To Avert Disaster, Let Crab Rules Work
We made the mistake last week of dispatching two friends who had stopped briefly in Washington on business to an urban crab house. They avoided the $60-a-dozen platter, but what they ended up with were puny, mushy and cold.
We may never live that one down.
Crab fare is better in Chesapeake Country, but its far from great - apparent both in the scarcity for crabbers and in the costly juniors that end up on butcher block paper.
The hard-crab catch is down nearly one-third from this time in 00 and lower than the average over the past eight years, the Department of Natural Resources reported last week. Even in Annapolis, bushels of Number Ones were going for as high as $200, the Agriculture Department reported after a spot check.
If things seem out of whack to you, youre right.
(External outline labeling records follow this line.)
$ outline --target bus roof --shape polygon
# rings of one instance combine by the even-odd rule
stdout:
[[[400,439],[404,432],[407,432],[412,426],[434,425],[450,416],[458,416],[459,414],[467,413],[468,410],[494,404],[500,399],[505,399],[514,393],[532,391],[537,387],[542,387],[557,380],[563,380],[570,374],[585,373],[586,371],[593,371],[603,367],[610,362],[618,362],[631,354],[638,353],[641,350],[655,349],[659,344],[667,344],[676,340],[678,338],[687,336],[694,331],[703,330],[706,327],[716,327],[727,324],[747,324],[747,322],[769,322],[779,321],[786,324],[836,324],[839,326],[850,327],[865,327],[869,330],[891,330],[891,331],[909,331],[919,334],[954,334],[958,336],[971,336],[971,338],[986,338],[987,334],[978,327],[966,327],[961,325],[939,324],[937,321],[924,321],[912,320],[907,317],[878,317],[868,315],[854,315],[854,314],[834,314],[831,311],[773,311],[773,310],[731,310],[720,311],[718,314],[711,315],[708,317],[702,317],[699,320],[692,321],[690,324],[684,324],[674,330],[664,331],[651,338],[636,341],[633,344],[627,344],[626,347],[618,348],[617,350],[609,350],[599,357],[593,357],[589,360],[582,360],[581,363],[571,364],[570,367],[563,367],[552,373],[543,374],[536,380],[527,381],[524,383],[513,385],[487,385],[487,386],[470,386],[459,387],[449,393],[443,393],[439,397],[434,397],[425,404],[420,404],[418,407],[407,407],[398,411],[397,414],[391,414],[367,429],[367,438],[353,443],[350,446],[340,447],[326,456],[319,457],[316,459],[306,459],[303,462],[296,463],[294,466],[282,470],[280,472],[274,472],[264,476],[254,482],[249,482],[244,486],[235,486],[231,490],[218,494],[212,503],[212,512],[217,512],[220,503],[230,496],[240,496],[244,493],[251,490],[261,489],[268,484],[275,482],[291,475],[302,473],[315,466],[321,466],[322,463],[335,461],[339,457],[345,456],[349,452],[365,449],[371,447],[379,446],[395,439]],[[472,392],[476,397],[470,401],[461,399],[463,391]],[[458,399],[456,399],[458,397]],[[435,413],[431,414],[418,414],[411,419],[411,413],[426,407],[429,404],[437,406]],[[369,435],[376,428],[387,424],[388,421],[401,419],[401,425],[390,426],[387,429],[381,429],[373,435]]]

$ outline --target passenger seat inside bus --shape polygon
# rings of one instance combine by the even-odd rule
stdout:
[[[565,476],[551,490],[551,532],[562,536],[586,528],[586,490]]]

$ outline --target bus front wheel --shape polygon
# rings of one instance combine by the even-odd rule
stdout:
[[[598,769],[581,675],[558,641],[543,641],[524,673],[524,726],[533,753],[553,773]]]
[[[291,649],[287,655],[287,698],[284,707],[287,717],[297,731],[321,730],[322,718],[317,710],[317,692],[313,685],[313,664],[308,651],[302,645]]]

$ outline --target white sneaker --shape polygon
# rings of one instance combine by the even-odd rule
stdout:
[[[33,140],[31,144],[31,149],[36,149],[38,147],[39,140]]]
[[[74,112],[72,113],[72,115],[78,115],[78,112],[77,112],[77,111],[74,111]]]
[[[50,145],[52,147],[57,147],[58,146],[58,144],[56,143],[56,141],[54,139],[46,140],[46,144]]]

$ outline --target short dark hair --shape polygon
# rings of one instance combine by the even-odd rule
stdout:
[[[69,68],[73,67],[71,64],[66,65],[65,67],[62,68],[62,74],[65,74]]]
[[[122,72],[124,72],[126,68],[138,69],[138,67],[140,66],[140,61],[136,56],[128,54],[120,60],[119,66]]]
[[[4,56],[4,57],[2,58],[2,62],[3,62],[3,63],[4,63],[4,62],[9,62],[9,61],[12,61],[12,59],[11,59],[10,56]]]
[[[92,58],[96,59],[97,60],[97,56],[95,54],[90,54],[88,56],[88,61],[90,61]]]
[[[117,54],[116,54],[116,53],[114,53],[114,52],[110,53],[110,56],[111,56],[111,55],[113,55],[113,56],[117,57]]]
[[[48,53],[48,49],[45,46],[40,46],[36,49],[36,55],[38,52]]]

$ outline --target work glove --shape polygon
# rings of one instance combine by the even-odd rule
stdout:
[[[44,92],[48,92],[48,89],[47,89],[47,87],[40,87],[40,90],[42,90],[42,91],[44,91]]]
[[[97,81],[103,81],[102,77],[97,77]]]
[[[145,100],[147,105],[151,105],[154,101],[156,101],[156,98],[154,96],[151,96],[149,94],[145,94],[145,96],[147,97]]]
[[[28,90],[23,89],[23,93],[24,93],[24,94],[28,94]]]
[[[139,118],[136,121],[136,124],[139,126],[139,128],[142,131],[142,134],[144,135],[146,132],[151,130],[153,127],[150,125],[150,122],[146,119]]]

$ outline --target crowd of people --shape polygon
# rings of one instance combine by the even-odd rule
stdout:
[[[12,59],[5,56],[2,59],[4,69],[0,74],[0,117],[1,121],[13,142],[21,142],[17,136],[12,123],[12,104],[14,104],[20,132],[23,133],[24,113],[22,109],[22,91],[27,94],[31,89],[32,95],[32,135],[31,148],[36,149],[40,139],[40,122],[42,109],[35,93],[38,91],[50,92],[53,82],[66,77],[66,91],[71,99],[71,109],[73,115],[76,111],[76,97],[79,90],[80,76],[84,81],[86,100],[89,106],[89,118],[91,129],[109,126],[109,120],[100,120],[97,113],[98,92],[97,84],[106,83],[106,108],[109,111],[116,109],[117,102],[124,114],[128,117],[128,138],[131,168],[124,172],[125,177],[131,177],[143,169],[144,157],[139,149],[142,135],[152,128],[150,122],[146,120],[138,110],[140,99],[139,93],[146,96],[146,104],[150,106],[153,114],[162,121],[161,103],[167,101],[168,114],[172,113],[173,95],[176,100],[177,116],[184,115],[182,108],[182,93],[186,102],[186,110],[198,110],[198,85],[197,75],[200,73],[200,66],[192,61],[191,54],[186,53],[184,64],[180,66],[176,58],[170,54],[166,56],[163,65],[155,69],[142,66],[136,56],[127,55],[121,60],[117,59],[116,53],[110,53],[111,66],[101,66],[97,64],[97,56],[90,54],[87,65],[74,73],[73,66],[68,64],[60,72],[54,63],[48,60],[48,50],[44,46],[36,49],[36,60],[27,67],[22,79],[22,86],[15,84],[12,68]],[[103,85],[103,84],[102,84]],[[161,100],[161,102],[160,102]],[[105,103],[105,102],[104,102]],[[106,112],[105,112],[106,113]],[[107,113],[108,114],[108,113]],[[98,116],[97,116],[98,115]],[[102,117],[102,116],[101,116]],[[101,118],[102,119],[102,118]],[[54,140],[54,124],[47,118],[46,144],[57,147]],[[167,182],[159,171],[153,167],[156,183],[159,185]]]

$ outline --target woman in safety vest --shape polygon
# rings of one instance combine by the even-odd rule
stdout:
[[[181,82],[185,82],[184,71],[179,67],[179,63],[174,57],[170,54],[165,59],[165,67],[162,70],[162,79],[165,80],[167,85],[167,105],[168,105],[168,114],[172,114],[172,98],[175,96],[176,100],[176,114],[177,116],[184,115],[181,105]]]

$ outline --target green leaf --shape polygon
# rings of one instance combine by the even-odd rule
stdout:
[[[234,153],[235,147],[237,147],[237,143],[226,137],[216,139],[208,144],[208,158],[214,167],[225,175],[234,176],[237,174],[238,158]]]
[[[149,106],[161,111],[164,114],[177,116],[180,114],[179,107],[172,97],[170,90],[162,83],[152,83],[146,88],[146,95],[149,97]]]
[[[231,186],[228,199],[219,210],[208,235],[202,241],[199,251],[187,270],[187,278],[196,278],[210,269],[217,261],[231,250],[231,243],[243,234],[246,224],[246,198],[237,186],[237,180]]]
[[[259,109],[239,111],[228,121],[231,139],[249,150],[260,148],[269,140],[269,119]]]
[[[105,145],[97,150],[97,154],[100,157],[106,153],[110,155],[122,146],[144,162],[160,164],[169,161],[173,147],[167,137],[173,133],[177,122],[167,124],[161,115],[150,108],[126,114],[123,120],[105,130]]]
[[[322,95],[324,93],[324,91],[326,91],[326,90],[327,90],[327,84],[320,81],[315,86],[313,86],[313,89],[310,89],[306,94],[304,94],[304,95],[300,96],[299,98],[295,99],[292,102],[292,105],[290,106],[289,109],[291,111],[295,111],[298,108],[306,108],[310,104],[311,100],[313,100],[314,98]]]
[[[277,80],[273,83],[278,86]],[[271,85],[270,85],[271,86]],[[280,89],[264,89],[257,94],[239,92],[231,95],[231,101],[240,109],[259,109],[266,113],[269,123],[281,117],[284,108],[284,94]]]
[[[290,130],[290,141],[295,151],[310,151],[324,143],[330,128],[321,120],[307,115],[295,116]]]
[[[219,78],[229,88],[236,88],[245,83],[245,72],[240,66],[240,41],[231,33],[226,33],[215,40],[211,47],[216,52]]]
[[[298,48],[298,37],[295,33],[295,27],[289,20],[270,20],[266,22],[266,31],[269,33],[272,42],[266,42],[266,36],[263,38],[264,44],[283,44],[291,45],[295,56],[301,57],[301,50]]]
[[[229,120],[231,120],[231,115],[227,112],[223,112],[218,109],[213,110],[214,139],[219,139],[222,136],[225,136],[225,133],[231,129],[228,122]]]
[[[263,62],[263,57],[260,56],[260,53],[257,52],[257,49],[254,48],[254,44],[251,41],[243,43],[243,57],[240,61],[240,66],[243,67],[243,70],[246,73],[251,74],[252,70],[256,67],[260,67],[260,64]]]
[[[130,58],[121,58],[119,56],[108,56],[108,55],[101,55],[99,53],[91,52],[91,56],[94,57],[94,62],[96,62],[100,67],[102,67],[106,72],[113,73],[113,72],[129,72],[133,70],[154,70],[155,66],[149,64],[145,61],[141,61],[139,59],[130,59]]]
Yet an ardent group of watermen based in Crisfield has continued to attack new crab restrictions and the fellow watermen and conservationists who support them.
We think that retired judge J. Owen Wise ruled correctly last week in rejecting the strident claims by the Eastern Shore watermen and their pals in the processing plants who contend that the new rules arent scientifically sound and are, therefore, unnecessary.
Striking down the new rules, the judge said, risked the imminent loss of the Chesapeake Bay blue crab as a fishery.
The new rules are the first installment in an effort to reduce the crab catch by 15 percent over the next three years. Among the changes, watermen are prohibited from working any longer than eight hours and will be forced to haul up their pots at the end of October instead of crabbing another month.
The restrictions are, as they say in labor talk, a dislocation for on-the-water workers suffering from a slow decline that they cant control. Whats more, watermen are squeezed by gas and diesel prices that might be 50 percent higher than a year ago and buffeted by a brutal market that includes more Gulf Coast crabs than ever before.
So we can see why the new rules are unpopular - even though we believe they are warranted.
The evidence is more than anecdotes about pricy, inedible crabs. The scientists who have been monitoring the Bay annually have presented incontrovertible data showing that crabs are fewer and smaller and that the population of females has plunged to an all-time low.
These are warning signs that are not to be overlooked. To do so would jeopardize more than the incomes of the 6,000 licensed crabbers. As Judge Wise noted in an observation that lived up to his name, the loss of crabs in the Bay would affect us all.